AkzoNobel-advocaat Christof Swaak is er net als Tom Ottervanger van overtuigd dat het juridisch effect van het arrest zich beperkt tot onderzoeken die de Europese Commissie als toezichthouder doet in de EU-lidstaten. Dat het arrest zou doorwerken in het Nederlandse mededingingsrecht, gelooft hij niet. ‘Waarom zou Nederland de EU hierin volgen? Er is ruimte voor eigen beleid. De NMa heeft de bevoegdheid om personen te beboeten voor overtredingen van de Mededingingswet. De commissie heeft die bevoegdheid niet. Moeten wij dat dan ook afschaffen? Nee, als je het arrest leest beperken de effecten zich wel degelijk tot de context van de handhaving door de Europese Commissie.’

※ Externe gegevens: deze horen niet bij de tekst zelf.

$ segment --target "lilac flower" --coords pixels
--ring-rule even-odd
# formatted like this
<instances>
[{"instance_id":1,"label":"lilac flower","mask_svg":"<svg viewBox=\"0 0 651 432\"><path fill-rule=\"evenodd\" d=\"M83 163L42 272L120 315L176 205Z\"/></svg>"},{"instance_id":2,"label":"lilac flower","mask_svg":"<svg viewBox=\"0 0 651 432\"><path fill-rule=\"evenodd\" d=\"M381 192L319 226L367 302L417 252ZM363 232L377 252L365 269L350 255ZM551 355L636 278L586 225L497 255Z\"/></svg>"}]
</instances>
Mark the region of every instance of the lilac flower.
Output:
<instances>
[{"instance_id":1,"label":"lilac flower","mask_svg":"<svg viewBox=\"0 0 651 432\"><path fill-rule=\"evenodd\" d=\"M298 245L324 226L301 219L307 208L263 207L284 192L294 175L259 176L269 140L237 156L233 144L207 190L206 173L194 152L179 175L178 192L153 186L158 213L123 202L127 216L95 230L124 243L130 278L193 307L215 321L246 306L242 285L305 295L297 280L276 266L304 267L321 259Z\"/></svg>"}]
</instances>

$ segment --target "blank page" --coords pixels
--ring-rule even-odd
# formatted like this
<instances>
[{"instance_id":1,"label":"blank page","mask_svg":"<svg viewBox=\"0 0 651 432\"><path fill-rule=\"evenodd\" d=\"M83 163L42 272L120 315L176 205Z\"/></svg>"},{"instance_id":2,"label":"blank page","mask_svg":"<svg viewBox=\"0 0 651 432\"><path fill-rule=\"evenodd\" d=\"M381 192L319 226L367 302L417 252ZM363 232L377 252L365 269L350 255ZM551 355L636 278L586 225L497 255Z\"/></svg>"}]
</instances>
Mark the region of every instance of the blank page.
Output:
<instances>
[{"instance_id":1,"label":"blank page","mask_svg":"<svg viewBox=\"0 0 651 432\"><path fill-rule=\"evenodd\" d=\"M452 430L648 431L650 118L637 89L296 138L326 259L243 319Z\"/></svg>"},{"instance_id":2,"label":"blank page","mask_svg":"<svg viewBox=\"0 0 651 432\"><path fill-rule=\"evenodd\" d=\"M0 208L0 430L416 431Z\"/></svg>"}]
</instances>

Met het oog op de naleving van wet- en regelgeving zou het volgens Swaak voor de hand liggen de positie van de bedrijfsjurist ‘zo sterk mogelijk’ te maken. ‘Er is niemand die de onderneming zo goed kent als de bedrijfsjurist.’
De algemeen directeur van The Law Society, Desmond Hudson, zegt in The Lawyer min of meer hetzelfde. Bedrijfsjuristen ziet hij als de ‘frontline’ waarborger van compliance. Hij vindt het daarom jammer dat, terwijl de Europese Unie ernaar streeft hogere normen voor corporate governance en riskmanagement in te voeren, het Europese Hof een essentieel instrument om dat doel te bereiken verwerpt.